LAUSR

3-D Gabor, as a typical filter, plays a critical role in extracting discriminative spectral–spatial features from hyperspectral images (HSIs). However, the performance of traditional 3-D Gabor is limited by the uniform response to each direction, which is inconsistent with the complexity of land cover distribution. It has been a continuing concern for researchers to investigate the anisotropic 3-D Gabor filters. In addition, the 3-D Gabor wavelets do not make full use of spatial distribution information, thus reducing the accuracy. This article proposes a superpixel-guided variable 3-D Gabor phase coding fusion (Su VGF) framework for HSI classification with limited training samples. First, the variable 3-D Gabor filters are created based on various asymmetric sinusoidal waves and spatial kernel sizes to achieve multidirectional features. Second, the local Gabor phase ternary pattern is adopted to encode the Gabor phases and improve the feature discrimination. Meanwhile, a scale map is produced by the majority voting of multiscale simple noniterative clustering (SNIC) and entropy rate superpixel (ERS) segmentation, which contains sufficient and complementary spatial distribution information.

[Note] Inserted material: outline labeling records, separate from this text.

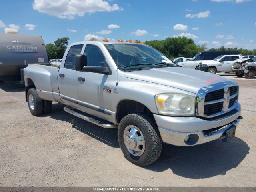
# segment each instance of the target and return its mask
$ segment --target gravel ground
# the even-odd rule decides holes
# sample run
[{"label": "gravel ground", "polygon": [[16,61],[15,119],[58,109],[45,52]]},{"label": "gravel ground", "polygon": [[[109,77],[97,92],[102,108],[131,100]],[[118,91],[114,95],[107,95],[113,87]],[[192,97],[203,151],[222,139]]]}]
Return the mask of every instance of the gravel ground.
[{"label": "gravel ground", "polygon": [[220,75],[240,86],[244,119],[236,137],[164,144],[158,160],[144,168],[124,158],[116,130],[80,119],[58,103],[50,114],[34,116],[23,88],[0,84],[0,186],[255,186],[256,79]]}]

Then, geometric optimization is employed on the scale map to reduce noise disturbances. Finally, all Gabor features are modified by the filter with the guidance of a scale map and fused together as a confidence cube, and the random forest algorithm is exploited for classification. The Su VGF is applied to three real hyperspectral datasets to demonstrate the superiority of higher accuracy, stronger robustness, and less computational complexity in comparison with several state-of-the-art ones.